The Institute for Fiscal Studies (IFS) has warned that Covid-19 school closures could cost UK children £350 billion in lost earnings over their lives, as not enough is being done to avoid leaving a whole generation of kids behind.
The independent economy research organisation has released a report into the effects of Covid-19 lockdowns on children across the country, as school closures force pupils to learn from home.
Citing research by the World Bank, the IFS suggested that by losing half an academic year, equivalent to five percent of their overall school career, each pupil could see a lifetime loss of £40,000 from their earnings.
With 8.7 million schoolchildren in the UK, the organisation estimated that the overall cost to the country’s economy could be as much as £350 billion, which would result in a significant reduction in the nation’s future tax income.

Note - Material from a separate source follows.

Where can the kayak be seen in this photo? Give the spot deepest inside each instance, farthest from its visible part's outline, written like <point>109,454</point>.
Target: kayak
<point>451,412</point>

Despite the IFS accepting there is “much that is good” about the government’s approach, they warned that the funding provided is, so far, “tiny in comparison with the scale of the problem.”
There are fears, laid out by the IFS, that children from disadvantaged backgrounds will not be given enough support and could be left behind, with fewer or worse qualifications than their counterparts.
The Department for Education addressed the concerns in a statement, saying that “the government will work with parents, teachers and schools to develop a long term plan to make sure pupils have the chance to make up their learning.”
Schools in England and Northern Ireland are currently closed, with plans to reopen them on March 8, although that’s subject to change depending on the Covid-19 infection rate. In Wales, schools are closed until after half-term, while Scotland has rejected reopening institutions in mid-February.